Site Reliability Engineer
4 months ago
BMC is looking for a SaaS Site Reliability Engineer (SRE) to operate and ensure our SaaS service availability. As an SRE, you will play a crucial role in ensuring the reliability, scalability, and performance of our customers' systems and services.
Here is how, through this exciting role, YOU will contribute to BMC's and your own success:
· Ensuring service availability and performance of the SaaS platform.
· Handling incidents and errors on the platform and resolving them.
· Managing upgrades of future releases and patches to the Production environment.
· Creating and Maintain Production runbooks.
· Performing assigned daily, weekly, and monthly operations maintenance duties.
· Supporting platform maintenance and testing initiatives.

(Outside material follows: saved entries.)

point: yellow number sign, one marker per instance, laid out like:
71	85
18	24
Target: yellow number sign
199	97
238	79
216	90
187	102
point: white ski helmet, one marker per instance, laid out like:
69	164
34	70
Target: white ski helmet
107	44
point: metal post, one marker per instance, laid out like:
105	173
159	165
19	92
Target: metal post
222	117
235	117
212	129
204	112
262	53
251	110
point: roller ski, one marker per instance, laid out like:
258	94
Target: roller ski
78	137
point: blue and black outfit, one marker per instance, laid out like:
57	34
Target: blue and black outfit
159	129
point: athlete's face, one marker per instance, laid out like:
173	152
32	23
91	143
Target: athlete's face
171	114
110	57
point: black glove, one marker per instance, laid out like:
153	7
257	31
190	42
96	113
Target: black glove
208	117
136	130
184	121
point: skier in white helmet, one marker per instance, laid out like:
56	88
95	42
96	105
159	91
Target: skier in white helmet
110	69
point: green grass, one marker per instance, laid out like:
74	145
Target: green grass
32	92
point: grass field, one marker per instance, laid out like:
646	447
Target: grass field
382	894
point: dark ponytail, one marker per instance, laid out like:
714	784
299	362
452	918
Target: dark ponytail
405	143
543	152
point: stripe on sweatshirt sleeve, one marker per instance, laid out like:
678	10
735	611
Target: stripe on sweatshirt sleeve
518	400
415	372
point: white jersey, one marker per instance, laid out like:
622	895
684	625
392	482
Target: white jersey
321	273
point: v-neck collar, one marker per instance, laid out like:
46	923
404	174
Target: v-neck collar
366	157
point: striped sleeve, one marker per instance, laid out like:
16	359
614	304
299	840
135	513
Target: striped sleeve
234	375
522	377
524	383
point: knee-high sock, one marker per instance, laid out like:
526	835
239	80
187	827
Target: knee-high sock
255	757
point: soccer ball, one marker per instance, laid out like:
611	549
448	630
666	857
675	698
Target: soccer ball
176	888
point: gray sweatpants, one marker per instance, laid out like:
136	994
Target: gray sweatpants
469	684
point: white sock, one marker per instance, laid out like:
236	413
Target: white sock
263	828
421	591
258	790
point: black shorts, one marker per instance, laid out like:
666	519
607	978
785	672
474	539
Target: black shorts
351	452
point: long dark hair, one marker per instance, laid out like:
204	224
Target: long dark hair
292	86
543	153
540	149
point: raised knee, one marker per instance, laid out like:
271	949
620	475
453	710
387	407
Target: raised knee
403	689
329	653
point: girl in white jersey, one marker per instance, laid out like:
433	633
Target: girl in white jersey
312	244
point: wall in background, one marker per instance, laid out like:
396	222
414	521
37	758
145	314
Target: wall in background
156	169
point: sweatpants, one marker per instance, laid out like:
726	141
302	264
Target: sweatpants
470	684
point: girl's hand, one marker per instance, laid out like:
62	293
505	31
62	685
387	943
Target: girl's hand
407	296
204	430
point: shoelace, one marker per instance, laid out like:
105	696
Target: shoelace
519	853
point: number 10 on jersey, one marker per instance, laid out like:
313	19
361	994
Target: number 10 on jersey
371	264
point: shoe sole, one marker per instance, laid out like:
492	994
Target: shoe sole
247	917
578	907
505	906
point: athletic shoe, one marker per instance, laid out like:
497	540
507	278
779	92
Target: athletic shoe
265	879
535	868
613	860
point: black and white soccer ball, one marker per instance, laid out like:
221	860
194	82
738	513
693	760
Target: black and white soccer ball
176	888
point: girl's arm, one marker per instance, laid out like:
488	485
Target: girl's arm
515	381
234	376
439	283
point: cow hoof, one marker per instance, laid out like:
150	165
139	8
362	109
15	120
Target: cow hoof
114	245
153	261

· Developing processes, documentation, and automation.
· Monitoring system performance and resolving incidents promptly to ensure uptime and reliability.
· Developing and implementing strategies for proactive monitoring and alerting.
To ensure you’re set up for success, you will bring the following skillset & experience:
· 2-4 years of experience working with SaaS production environments.
· Experience working and collaborating with Software Delivery teams.
· Excellent Written and verbal communication skills.
· Strong analytical and problem-solving skills.
· Proven experience in supporting mission-critical applications on a global scale preferred.
To ensure you’re set up for success, you will bring the following skillset & experience:
· Experience supporting SaaS critical infrastructure.
· UNIX/Linux experience and system administration knowledge.
· Experience with cloud platforms (e.g., AWS, GCP) and container orchestration (e.g., Kubernetes) is an advantage.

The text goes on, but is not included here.